Save this for when you have enough time to read a 4,000-word piece about self-acceptance, but also a love story, and Glacier National Park, figuring out where you belong, and, well, here: “I began, if not to turn away from the mythical notion of a man to “complete” me, to accept that there was no love out there for me. I chose mountains instead.”

I get a brief mention in this piece (because of a restaurant recommendation), so maybe I’m not that objective, but I really think the running world could use more race reports like Nick Triolo’s story from the Rock ’N’ Roll Half Marathon in Las Vegas.

Super-interesting article about a study that shows how you think about exercise (and whether or not you think you’re “active”) can actually impact your health. I also didn’t know about the 2007 study of hotel-room attendants mentioned a ways down in the article, and that really drives home what’s going on here.
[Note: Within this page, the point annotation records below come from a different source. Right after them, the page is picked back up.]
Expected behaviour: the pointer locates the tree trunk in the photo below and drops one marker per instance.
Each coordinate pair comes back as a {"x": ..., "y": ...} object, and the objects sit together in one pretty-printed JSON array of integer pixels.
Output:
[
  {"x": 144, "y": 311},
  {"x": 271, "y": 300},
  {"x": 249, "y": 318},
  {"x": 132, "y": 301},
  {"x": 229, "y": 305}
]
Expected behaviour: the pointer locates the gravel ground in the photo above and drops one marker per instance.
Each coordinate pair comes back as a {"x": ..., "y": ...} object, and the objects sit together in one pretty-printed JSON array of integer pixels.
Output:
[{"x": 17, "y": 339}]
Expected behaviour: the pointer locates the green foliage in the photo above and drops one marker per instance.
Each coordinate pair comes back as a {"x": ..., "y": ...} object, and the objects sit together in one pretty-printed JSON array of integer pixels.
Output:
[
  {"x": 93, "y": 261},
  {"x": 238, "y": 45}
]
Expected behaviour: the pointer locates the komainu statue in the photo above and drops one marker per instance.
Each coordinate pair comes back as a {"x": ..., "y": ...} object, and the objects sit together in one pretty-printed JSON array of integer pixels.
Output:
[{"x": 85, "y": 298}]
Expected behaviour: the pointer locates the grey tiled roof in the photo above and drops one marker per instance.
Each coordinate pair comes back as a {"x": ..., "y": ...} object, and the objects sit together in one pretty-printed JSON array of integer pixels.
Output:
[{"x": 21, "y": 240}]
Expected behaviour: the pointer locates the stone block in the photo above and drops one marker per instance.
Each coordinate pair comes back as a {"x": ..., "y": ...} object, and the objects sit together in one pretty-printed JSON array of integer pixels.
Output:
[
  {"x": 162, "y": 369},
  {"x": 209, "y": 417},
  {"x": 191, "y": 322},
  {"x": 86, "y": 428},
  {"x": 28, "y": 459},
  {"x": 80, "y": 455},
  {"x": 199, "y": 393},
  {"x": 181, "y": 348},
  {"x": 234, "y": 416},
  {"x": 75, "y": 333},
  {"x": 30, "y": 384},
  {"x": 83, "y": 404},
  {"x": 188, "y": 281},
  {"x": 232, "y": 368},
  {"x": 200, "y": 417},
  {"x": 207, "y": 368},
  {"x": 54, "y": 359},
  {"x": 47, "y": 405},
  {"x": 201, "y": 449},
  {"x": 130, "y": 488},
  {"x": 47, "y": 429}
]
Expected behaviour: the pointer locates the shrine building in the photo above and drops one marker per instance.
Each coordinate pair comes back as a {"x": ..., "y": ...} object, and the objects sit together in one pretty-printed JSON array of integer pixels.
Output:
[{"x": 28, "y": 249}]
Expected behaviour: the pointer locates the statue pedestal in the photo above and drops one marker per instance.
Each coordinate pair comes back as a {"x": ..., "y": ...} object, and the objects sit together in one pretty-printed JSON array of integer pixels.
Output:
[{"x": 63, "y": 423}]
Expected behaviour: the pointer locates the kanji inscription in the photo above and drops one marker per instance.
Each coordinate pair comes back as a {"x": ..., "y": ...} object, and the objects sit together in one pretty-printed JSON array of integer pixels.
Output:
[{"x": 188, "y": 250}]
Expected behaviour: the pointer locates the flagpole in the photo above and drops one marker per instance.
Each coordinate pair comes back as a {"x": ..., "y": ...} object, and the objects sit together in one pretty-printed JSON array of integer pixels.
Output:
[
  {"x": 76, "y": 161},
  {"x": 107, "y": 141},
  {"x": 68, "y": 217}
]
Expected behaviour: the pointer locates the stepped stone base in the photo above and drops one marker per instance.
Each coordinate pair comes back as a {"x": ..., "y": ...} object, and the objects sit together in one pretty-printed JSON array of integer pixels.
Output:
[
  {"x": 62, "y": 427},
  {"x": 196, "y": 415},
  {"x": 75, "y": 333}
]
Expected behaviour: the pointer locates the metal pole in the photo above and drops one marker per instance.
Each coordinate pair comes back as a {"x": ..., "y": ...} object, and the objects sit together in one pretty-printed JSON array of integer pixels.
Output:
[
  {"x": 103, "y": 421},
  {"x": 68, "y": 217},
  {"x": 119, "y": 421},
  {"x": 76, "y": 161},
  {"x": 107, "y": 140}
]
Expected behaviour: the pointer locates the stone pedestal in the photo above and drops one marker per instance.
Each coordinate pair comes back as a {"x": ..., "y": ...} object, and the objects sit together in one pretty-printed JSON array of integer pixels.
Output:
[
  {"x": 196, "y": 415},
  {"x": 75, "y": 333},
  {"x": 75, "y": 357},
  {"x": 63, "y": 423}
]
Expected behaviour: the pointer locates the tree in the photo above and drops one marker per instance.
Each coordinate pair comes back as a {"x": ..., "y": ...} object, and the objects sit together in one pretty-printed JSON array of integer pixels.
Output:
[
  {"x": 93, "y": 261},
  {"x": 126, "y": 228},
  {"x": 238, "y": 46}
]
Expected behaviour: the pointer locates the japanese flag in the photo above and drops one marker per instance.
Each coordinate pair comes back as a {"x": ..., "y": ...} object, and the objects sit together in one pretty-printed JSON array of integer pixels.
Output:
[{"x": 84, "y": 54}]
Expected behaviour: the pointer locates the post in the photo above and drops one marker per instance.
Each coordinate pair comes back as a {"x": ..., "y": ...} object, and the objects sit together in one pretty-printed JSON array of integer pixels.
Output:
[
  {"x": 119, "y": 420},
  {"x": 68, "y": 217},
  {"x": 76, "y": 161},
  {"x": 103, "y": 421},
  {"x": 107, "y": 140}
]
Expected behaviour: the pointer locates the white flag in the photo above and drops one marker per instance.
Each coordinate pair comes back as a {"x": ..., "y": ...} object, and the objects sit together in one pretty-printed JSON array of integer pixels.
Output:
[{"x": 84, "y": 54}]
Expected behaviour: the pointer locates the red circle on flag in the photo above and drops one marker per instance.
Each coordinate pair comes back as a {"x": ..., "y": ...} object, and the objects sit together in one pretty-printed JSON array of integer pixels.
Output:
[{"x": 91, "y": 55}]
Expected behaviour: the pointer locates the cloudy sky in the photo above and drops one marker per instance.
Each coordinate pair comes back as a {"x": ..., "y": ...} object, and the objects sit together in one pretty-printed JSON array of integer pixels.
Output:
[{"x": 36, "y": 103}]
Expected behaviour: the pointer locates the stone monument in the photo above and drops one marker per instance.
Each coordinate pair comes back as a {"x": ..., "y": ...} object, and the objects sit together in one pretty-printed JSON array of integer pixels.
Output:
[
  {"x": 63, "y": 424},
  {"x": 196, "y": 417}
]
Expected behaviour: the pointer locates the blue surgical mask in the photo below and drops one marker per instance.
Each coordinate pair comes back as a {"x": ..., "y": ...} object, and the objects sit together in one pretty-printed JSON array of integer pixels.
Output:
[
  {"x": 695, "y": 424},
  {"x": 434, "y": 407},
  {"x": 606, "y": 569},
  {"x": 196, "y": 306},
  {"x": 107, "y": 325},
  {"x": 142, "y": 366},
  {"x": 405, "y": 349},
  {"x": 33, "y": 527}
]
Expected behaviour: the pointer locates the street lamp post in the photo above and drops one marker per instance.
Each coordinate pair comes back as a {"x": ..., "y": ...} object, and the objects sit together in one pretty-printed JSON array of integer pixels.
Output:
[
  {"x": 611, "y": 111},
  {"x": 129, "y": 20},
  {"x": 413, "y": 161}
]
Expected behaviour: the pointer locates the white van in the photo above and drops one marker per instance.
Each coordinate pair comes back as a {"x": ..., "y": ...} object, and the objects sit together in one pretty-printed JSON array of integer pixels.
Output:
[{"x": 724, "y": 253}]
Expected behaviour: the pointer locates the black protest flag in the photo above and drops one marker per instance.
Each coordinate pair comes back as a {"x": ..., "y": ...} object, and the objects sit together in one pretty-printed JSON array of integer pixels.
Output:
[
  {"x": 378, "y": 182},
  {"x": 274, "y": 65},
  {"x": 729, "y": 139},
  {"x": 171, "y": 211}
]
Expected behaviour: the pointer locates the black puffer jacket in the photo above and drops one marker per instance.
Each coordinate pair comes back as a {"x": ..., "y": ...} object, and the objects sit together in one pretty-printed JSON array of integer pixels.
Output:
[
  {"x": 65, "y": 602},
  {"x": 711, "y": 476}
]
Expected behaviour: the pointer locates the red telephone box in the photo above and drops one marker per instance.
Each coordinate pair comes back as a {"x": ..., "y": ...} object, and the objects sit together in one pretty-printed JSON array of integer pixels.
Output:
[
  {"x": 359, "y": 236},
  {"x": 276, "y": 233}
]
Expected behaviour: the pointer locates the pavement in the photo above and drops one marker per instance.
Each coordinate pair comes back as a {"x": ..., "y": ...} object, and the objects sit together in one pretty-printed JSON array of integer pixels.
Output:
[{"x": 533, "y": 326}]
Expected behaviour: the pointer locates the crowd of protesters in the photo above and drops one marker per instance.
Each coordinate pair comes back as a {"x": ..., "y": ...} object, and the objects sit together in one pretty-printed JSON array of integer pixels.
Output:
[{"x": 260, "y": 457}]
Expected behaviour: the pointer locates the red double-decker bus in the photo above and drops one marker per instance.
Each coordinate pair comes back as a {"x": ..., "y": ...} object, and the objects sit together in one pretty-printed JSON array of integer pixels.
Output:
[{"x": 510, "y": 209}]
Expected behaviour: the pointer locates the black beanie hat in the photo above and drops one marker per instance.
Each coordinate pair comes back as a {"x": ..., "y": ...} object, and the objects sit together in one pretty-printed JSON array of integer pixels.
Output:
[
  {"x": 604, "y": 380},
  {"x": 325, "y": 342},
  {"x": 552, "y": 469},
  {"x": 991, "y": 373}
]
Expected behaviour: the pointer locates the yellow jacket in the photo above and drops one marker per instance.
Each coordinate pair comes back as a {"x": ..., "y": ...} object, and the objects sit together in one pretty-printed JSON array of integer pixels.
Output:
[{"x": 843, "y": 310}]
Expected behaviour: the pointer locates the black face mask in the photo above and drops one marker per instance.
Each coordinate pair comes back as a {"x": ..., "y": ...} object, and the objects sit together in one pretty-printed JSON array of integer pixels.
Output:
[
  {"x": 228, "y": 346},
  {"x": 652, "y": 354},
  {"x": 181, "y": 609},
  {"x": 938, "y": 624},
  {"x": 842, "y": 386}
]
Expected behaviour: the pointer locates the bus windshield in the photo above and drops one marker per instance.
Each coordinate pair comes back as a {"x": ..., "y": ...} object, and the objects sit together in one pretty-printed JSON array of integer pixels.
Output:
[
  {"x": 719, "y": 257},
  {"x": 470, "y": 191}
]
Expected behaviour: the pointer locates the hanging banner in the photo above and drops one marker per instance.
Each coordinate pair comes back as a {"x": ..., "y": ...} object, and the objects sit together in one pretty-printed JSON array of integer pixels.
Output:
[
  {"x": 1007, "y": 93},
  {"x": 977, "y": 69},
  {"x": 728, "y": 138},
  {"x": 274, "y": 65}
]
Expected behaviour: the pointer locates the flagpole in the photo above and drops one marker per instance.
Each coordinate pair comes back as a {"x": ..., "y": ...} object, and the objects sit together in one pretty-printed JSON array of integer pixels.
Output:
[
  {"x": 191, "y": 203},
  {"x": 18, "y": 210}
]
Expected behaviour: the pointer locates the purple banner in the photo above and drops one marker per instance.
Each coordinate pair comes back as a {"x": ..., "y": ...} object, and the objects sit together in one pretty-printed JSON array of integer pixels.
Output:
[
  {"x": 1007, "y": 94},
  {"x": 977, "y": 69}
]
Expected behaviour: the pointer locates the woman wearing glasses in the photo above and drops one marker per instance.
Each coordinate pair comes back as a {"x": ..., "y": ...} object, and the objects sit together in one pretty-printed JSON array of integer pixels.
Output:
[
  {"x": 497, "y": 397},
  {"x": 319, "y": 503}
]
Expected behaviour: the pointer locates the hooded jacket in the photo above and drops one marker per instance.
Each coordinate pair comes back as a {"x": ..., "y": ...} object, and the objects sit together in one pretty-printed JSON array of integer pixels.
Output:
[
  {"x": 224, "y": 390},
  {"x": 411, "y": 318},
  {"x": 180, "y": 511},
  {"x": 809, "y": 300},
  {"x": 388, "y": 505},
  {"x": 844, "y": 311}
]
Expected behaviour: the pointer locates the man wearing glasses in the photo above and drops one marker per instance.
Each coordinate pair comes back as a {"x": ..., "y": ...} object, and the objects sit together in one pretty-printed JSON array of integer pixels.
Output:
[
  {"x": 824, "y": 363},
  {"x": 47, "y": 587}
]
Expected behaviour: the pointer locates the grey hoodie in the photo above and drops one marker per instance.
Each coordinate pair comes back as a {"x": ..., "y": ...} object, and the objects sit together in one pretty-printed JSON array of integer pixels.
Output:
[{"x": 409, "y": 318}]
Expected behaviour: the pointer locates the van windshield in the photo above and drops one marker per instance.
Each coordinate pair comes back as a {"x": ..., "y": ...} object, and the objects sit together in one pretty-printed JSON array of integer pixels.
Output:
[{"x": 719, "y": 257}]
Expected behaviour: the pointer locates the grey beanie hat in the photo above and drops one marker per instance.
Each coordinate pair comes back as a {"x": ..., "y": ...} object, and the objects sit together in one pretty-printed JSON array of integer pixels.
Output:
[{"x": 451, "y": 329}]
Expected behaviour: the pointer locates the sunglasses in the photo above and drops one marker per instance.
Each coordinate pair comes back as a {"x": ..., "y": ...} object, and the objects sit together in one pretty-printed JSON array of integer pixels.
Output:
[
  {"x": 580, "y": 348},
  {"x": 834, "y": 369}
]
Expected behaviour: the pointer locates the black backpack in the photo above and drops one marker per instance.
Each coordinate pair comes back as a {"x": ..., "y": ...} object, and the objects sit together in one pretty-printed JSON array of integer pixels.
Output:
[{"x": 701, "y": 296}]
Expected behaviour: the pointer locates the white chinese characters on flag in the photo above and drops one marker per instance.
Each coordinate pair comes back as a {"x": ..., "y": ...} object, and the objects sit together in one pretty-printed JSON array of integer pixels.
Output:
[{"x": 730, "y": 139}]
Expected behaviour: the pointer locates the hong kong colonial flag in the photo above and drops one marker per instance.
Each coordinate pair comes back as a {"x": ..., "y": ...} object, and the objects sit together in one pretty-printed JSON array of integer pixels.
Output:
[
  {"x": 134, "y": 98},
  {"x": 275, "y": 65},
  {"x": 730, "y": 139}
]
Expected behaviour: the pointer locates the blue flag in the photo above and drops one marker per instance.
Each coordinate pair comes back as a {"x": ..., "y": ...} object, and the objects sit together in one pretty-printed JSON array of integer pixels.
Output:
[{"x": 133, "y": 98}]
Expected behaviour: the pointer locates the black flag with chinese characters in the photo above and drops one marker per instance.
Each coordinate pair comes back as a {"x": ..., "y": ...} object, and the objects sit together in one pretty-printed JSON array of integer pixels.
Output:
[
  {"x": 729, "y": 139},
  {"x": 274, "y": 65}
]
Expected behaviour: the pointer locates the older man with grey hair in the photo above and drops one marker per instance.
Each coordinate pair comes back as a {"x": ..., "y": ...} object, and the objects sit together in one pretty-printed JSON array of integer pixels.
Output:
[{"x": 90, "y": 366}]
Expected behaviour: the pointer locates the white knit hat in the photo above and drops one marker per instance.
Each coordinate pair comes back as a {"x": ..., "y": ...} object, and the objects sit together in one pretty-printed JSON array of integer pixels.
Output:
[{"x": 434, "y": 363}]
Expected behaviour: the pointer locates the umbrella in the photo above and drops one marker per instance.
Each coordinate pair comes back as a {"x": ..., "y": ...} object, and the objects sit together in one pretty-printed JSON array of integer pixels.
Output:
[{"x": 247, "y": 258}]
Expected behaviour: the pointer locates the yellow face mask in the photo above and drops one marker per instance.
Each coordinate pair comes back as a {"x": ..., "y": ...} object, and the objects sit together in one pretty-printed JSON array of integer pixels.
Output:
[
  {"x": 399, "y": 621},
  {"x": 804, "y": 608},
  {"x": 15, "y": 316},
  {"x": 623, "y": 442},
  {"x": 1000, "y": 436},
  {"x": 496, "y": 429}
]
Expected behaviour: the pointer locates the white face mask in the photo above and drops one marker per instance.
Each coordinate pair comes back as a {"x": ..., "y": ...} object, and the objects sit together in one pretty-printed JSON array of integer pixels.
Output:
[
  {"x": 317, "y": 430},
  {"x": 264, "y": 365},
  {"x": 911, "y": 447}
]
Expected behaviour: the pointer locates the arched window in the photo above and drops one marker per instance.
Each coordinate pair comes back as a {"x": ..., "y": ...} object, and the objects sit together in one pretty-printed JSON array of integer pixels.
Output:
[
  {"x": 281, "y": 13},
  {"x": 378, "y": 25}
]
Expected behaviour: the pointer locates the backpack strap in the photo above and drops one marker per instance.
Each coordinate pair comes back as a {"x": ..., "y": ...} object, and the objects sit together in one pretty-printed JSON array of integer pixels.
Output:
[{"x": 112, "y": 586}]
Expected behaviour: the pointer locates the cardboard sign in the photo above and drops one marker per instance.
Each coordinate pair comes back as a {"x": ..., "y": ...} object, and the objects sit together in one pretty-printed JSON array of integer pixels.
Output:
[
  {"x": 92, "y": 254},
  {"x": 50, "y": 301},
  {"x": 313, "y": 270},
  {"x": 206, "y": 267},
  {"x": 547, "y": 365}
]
My friend Mark made this fun short film about e-bikes and e-scooters and how they’re evolving transportation—watching it, I had to ask him if I was crazy to think I’d seen restaurant delivery folks riding e-bikes around Manhattan as early as 2012.

If you have ever listened to Ed Roberson’s Mountain & Prairie podcast, you have probably been moderately to severely charmed and will might also be tempted to spend a few days floating the Green River with him this September during his Place, Power, and Purpose workshop.